More or less something like that though I haven't really thought about it a lot. IMO win32u should be the authority and only tell drivers what to do (create/destroy a monitor window, map a monitor window or a portion of the host screen to a given virtual screen area, etc).
Basically moving toward a custom compositing engine, because we'll likely need that at some point (think implementing DirectComposition [1] for instance).
However this is a very long road, and to begin with there's already some issues that need to be solved in winex11 and other drivers.

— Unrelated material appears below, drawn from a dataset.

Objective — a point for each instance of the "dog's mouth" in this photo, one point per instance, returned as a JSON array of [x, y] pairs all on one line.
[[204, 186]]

Neither winemac nor winewayland or wineandroid support virtual desktop mode at the moment.
On the other hand, in winex11, the virtual desktop mode is still very strongly rooted in its core, and the driver expects a unique desktop window per process (the `root_window`), using it pretty much everywhere.
Drivers also probably expect a unique host surface per HWND, which would also need to be broken up somehow, as the desktop window would then need to span over multiple monitors.
[1] https://learn.microsoft.com/en-us/windows/win32/directcomp/directcomposition...
Unfortunately, implementing a (rooted) virtual desktop mode is not possible with the current set of Wayland protocols.
Ugh. Didn't I read somewhere that you had some plan to implement some kind of cross-process rendering? How would that even work then?